Saskatchewan’s newest chief coroner is getting ready to implement recommendations that he came up with before taking over the role.
Clive Weighill led a review of the coroner’s office and brought forward 44 recommendations for improvements.
Weighill had spent years as Regina’s deputy police chief and in Saskatoon as the police chief. In August, Weighill was given the role as chief coroner.
His new role will make him responsible for ensuring Saskatchewan’s system is on-par with other provinces and to provide leadership.
He joined Gormley to talk about how he plans on bringing in the recommendations he had made.
“We’re just prioritizing those now and putting them forward to the minister to see what we can move forward with immediately,” Weighill said.

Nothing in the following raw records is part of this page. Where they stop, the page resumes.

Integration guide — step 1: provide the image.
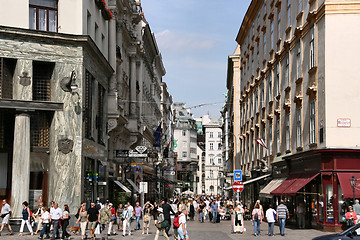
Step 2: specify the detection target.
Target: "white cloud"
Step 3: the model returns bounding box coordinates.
[155,30,214,51]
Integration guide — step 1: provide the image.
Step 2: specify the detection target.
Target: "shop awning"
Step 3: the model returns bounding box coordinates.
[114,180,131,192]
[283,173,320,195]
[270,173,319,196]
[244,174,271,185]
[259,178,286,198]
[337,172,360,198]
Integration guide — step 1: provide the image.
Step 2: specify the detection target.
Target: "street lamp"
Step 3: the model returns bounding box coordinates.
[350,176,357,204]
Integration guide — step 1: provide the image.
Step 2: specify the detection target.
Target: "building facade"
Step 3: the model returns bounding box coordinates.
[174,102,198,193]
[229,0,360,230]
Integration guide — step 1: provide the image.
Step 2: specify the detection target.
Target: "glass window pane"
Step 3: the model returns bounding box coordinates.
[30,0,57,8]
[29,8,36,29]
[49,10,57,32]
[38,9,47,31]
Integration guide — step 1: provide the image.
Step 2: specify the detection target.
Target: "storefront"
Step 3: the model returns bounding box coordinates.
[260,149,360,231]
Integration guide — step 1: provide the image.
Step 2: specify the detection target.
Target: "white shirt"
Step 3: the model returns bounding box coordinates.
[265,208,276,223]
[51,208,62,220]
[41,211,50,223]
[179,213,186,229]
[1,203,11,214]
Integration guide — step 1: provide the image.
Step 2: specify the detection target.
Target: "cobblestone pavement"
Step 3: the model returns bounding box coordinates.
[0,218,328,240]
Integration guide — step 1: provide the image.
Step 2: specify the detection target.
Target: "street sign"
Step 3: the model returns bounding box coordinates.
[139,182,148,193]
[233,181,244,192]
[234,170,242,181]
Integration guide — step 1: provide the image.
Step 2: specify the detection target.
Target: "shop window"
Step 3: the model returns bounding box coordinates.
[29,0,58,32]
[325,184,334,222]
[0,58,16,99]
[32,62,55,101]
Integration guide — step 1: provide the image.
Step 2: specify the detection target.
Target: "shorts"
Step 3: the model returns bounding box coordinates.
[2,214,10,224]
[178,228,189,239]
[88,222,96,229]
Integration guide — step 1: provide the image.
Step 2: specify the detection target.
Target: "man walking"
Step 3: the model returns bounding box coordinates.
[276,200,289,236]
[51,203,62,239]
[87,203,99,238]
[0,199,14,235]
[161,198,176,236]
[99,204,111,240]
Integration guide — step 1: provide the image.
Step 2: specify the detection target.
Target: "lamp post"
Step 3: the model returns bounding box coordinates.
[350,176,357,204]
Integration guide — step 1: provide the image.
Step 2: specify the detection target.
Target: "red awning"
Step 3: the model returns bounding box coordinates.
[270,174,300,195]
[270,173,320,195]
[283,173,320,195]
[337,172,360,198]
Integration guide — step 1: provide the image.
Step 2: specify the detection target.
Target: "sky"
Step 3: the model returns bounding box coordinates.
[141,0,250,118]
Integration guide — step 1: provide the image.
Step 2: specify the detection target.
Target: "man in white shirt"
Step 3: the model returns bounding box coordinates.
[265,204,276,236]
[50,203,62,239]
[0,199,14,235]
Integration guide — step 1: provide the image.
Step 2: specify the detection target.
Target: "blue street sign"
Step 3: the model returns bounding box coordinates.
[234,170,242,181]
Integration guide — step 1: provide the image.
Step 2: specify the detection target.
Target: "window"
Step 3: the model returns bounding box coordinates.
[285,113,290,151]
[296,107,302,147]
[32,62,55,101]
[296,40,301,79]
[298,0,302,13]
[285,52,290,87]
[287,0,291,26]
[270,21,274,49]
[29,0,57,32]
[268,71,272,101]
[310,100,316,144]
[276,119,280,153]
[0,58,16,99]
[278,9,281,39]
[275,64,280,97]
[269,123,273,155]
[309,27,315,69]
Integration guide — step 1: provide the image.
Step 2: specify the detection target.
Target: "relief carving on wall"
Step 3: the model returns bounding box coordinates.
[58,138,74,154]
[19,72,31,87]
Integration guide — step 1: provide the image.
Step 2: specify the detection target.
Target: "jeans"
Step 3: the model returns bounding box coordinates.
[268,222,274,236]
[213,212,217,223]
[52,220,60,238]
[253,220,260,235]
[40,223,50,238]
[200,211,204,222]
[135,216,140,229]
[279,218,286,235]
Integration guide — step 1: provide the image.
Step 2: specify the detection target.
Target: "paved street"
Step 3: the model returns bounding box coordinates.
[1,218,328,240]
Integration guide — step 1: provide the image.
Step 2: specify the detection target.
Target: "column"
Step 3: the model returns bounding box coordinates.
[130,56,136,116]
[11,114,30,219]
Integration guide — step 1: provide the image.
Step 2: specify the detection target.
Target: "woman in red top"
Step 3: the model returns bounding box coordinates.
[345,206,357,227]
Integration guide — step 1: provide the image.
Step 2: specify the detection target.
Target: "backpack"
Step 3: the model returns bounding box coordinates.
[173,216,180,228]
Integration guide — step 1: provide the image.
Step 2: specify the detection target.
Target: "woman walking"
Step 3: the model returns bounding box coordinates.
[252,202,263,236]
[116,203,124,231]
[61,204,70,239]
[142,202,154,234]
[19,201,34,236]
[76,205,87,239]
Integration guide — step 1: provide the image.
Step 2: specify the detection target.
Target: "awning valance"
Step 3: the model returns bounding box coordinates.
[270,173,320,196]
[259,178,286,198]
[337,172,360,198]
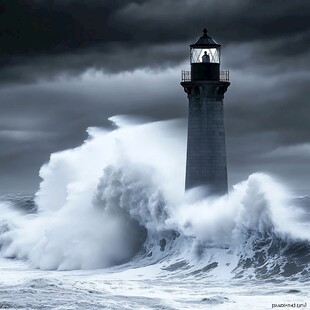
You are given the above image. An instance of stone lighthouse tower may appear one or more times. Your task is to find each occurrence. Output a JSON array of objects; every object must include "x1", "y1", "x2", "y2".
[{"x1": 181, "y1": 29, "x2": 230, "y2": 195}]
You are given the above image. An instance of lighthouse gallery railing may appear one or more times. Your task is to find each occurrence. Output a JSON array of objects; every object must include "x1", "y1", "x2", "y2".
[{"x1": 181, "y1": 70, "x2": 229, "y2": 82}]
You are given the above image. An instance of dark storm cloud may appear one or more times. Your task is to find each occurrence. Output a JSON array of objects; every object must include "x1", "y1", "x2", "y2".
[
  {"x1": 0, "y1": 0, "x2": 310, "y2": 192},
  {"x1": 0, "y1": 0, "x2": 310, "y2": 83}
]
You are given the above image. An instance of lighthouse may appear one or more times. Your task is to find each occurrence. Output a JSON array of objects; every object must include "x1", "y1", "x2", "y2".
[{"x1": 181, "y1": 29, "x2": 230, "y2": 195}]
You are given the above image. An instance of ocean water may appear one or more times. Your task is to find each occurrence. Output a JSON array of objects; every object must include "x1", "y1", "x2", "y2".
[{"x1": 0, "y1": 117, "x2": 310, "y2": 309}]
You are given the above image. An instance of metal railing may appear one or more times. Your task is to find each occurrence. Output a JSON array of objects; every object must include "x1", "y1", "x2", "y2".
[
  {"x1": 220, "y1": 70, "x2": 229, "y2": 82},
  {"x1": 181, "y1": 70, "x2": 229, "y2": 82},
  {"x1": 181, "y1": 70, "x2": 192, "y2": 82}
]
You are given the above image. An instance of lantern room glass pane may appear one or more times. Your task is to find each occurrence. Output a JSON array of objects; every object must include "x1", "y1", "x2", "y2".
[{"x1": 191, "y1": 48, "x2": 220, "y2": 63}]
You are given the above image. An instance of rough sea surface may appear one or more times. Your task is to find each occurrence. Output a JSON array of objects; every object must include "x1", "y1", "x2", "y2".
[{"x1": 0, "y1": 117, "x2": 310, "y2": 309}]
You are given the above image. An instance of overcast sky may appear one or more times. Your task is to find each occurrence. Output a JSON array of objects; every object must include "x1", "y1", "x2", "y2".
[{"x1": 0, "y1": 0, "x2": 310, "y2": 193}]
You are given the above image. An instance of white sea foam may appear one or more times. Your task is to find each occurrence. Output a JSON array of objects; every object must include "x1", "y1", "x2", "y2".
[{"x1": 0, "y1": 117, "x2": 310, "y2": 270}]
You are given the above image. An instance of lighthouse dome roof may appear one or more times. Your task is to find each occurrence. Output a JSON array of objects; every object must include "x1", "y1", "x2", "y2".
[{"x1": 190, "y1": 29, "x2": 221, "y2": 48}]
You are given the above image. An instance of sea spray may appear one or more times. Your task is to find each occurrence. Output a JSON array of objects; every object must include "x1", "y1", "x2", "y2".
[{"x1": 0, "y1": 117, "x2": 309, "y2": 276}]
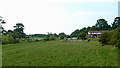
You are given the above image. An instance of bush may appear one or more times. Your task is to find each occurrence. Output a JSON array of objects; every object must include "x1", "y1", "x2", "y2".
[
  {"x1": 2, "y1": 34, "x2": 17, "y2": 44},
  {"x1": 49, "y1": 35, "x2": 56, "y2": 40},
  {"x1": 99, "y1": 25, "x2": 120, "y2": 48},
  {"x1": 99, "y1": 32, "x2": 111, "y2": 44}
]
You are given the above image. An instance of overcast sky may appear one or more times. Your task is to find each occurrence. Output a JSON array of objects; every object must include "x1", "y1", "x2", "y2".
[{"x1": 0, "y1": 0, "x2": 119, "y2": 34}]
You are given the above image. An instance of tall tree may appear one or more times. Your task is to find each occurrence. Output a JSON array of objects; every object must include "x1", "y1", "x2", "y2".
[
  {"x1": 112, "y1": 17, "x2": 120, "y2": 29},
  {"x1": 59, "y1": 32, "x2": 66, "y2": 39},
  {"x1": 95, "y1": 19, "x2": 109, "y2": 30},
  {"x1": 14, "y1": 23, "x2": 25, "y2": 38}
]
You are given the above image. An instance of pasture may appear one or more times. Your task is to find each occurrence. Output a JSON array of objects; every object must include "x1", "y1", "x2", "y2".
[{"x1": 2, "y1": 40, "x2": 118, "y2": 66}]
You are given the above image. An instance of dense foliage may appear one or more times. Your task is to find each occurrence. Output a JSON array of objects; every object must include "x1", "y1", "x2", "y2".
[{"x1": 99, "y1": 22, "x2": 120, "y2": 48}]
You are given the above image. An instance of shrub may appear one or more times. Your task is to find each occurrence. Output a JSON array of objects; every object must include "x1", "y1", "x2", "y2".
[
  {"x1": 49, "y1": 35, "x2": 56, "y2": 40},
  {"x1": 99, "y1": 32, "x2": 111, "y2": 44},
  {"x1": 2, "y1": 34, "x2": 17, "y2": 44},
  {"x1": 99, "y1": 25, "x2": 120, "y2": 48}
]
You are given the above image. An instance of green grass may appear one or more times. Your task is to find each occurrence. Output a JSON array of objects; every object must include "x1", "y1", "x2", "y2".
[{"x1": 2, "y1": 40, "x2": 118, "y2": 66}]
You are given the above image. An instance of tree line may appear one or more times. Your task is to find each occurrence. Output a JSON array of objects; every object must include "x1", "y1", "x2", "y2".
[
  {"x1": 2, "y1": 23, "x2": 25, "y2": 44},
  {"x1": 70, "y1": 17, "x2": 120, "y2": 39}
]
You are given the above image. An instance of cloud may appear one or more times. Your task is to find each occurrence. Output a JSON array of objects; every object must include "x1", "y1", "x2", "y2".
[{"x1": 73, "y1": 11, "x2": 110, "y2": 16}]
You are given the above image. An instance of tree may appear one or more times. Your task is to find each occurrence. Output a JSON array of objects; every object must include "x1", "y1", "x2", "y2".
[
  {"x1": 59, "y1": 32, "x2": 66, "y2": 39},
  {"x1": 14, "y1": 23, "x2": 25, "y2": 39},
  {"x1": 70, "y1": 29, "x2": 80, "y2": 37},
  {"x1": 78, "y1": 32, "x2": 86, "y2": 40},
  {"x1": 112, "y1": 17, "x2": 120, "y2": 29},
  {"x1": 95, "y1": 19, "x2": 109, "y2": 30}
]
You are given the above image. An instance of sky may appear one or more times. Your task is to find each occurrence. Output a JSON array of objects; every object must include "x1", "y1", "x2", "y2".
[{"x1": 0, "y1": 0, "x2": 119, "y2": 34}]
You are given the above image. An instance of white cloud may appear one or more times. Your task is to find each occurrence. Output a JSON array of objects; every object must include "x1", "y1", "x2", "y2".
[{"x1": 73, "y1": 11, "x2": 110, "y2": 16}]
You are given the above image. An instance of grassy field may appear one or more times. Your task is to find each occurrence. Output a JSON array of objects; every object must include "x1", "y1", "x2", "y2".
[{"x1": 2, "y1": 40, "x2": 118, "y2": 66}]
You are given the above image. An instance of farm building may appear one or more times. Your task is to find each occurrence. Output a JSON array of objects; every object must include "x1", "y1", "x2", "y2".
[{"x1": 88, "y1": 31, "x2": 105, "y2": 38}]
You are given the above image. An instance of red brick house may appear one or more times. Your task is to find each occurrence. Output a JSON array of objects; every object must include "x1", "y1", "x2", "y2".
[{"x1": 88, "y1": 31, "x2": 105, "y2": 38}]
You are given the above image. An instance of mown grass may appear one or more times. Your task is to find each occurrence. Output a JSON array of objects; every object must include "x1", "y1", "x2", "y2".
[{"x1": 2, "y1": 40, "x2": 118, "y2": 66}]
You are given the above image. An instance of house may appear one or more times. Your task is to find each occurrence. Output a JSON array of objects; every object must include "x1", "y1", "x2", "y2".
[{"x1": 88, "y1": 31, "x2": 105, "y2": 38}]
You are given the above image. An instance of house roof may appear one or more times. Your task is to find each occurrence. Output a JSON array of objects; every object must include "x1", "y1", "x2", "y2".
[{"x1": 88, "y1": 31, "x2": 105, "y2": 32}]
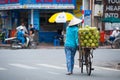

He added about half of the recommendations will need to be considered in the upcoming budget, but the other half don’t require financial components.
“Those should be some of the ones that we should hit on without costing the province any money.”
Some of those include changing things in the coroner’s act and how internal meetings are run. Weighill said most of the changes are meant to give the office more capacity to do things like fulfill the mandate for the mass casualty plan and continue to train community coroners.
He said there are about 85 community coroners in the province.
Weighill noted there has been a lot of effort put into the coroner’s system, but with tight budgets recent year, the office has been lagging behind.